JMKO is the R&B, Soul, and Pop alias of Manila-born artist Jamiko Allan Sabbun Manguba (born 24 April 1994). JMKO is a Filipino musician signed as one of the newest singers of ABS-CBN Star Music. He was a former member of GMA Network's winning boy band Top One Project and made his debut as a singer with organizations in De La Salle University including De La Salle Innersoul and an a cappella group called "Taftonic." In 2015, Manguba auditioned for the reality show To The Top, and ended up being one of the grand winners that was later grouped together and became known as Top One Project.

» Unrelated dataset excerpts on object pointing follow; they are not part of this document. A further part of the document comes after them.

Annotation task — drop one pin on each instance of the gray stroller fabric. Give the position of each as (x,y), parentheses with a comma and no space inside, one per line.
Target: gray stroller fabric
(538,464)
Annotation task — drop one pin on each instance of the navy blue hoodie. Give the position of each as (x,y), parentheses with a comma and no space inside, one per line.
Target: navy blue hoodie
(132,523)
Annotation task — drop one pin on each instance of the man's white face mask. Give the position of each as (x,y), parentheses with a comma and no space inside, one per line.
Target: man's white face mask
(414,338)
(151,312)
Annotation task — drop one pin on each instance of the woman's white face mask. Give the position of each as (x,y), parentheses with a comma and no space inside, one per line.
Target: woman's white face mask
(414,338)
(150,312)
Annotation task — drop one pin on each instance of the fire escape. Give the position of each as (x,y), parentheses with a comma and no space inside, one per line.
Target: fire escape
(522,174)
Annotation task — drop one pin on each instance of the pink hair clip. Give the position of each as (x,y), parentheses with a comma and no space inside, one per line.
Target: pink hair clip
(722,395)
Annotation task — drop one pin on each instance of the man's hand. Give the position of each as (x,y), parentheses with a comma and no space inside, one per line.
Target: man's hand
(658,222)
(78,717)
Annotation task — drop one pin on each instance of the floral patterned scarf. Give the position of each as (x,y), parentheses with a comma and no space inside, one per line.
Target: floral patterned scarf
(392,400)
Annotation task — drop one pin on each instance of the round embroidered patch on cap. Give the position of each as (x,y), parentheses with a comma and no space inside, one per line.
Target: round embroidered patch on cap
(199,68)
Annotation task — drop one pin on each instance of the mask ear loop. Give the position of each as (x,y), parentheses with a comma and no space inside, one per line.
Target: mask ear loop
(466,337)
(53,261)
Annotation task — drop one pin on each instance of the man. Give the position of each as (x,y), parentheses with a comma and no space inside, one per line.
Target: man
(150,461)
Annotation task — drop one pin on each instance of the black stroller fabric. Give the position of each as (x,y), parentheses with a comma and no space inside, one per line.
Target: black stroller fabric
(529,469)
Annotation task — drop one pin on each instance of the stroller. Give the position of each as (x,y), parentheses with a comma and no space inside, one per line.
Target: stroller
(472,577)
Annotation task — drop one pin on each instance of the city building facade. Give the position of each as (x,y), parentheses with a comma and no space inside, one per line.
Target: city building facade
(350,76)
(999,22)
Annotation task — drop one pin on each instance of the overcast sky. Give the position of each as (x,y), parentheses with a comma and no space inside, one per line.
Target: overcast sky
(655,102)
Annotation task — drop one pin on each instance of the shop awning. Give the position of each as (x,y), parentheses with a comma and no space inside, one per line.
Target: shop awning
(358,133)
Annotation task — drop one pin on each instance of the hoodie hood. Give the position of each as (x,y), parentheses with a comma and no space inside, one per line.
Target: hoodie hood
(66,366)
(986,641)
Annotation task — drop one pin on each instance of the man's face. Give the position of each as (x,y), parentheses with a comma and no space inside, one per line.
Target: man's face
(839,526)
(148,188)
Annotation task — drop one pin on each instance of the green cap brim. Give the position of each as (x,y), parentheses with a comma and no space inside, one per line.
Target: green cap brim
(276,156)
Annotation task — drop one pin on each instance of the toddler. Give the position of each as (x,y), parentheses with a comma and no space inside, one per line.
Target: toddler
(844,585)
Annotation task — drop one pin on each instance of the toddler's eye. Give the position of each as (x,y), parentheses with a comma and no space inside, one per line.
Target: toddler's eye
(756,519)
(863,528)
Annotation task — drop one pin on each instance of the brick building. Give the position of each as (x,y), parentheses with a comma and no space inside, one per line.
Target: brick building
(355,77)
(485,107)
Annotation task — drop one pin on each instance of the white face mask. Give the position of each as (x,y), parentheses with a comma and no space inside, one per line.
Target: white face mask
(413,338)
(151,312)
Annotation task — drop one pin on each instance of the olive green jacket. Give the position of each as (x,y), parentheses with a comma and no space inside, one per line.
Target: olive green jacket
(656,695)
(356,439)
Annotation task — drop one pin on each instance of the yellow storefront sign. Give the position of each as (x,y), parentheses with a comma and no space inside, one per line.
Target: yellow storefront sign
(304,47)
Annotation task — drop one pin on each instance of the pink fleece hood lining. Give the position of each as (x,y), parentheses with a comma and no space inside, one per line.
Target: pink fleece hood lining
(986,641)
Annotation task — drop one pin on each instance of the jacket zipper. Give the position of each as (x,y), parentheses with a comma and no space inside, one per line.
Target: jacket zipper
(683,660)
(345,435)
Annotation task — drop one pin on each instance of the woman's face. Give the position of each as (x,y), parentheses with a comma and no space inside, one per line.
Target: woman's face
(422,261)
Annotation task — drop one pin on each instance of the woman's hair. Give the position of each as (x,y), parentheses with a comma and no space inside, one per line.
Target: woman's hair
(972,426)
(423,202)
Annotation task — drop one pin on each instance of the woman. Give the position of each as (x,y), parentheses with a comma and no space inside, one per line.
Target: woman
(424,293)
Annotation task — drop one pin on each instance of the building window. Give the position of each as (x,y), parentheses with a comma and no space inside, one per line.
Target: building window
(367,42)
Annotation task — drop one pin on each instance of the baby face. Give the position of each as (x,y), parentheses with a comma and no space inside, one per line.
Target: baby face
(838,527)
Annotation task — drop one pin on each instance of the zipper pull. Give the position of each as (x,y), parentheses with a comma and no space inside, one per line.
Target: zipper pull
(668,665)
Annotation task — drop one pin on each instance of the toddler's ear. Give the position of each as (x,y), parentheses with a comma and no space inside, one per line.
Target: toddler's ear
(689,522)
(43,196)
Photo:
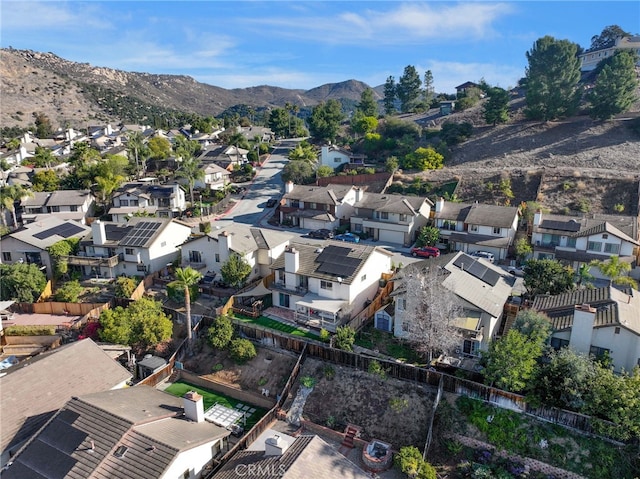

On 13 December 2018, Manguba signed a contract as "JMKO" under GMA Records' rival record label, Star Music. Since then he has released singles on Spotify such as 'Isla' and 'Ano Nga Ba Tayo' which was used as part of the soundtrack for the iWant series 'Mga Batang Poz'.

Early life
Manguba was born in Manila, Philippines on 24 April 1994. He is the fourth of five children of Alexander Manguba and Marlan Manguba, both from Abulug, Cagayan Valley. His parents met in their hometown, and settled in Manila. Manguba attended primary and secondary school in Claret School of Quezon City and is currently studying AB Music Production in De La Salle–College of Saint Benilde.

Music career

De La Salle Innersoul (2012—2015) 

Manguba auditioned for the pop vocal group of De La Salle University Manila — De La Salle Innersoul as soon as he entered college. Since 2012, he had been performing in the group's annual concerts: Revolution (2012), Mga Awit ng Pagsinta (2013), All Souls (2014), and guest performed in Soul Adventures of the Piano Man: The Billy Joel Project (2015). In 2014, he was appointed as the Division Manager for Production and Logistics and in the following year, he wrote and produced the official anthem for the University's University Week 2015 called "One World, One La Salle" as the head of the Music Committee, along with his co-members from DLS Innersoul.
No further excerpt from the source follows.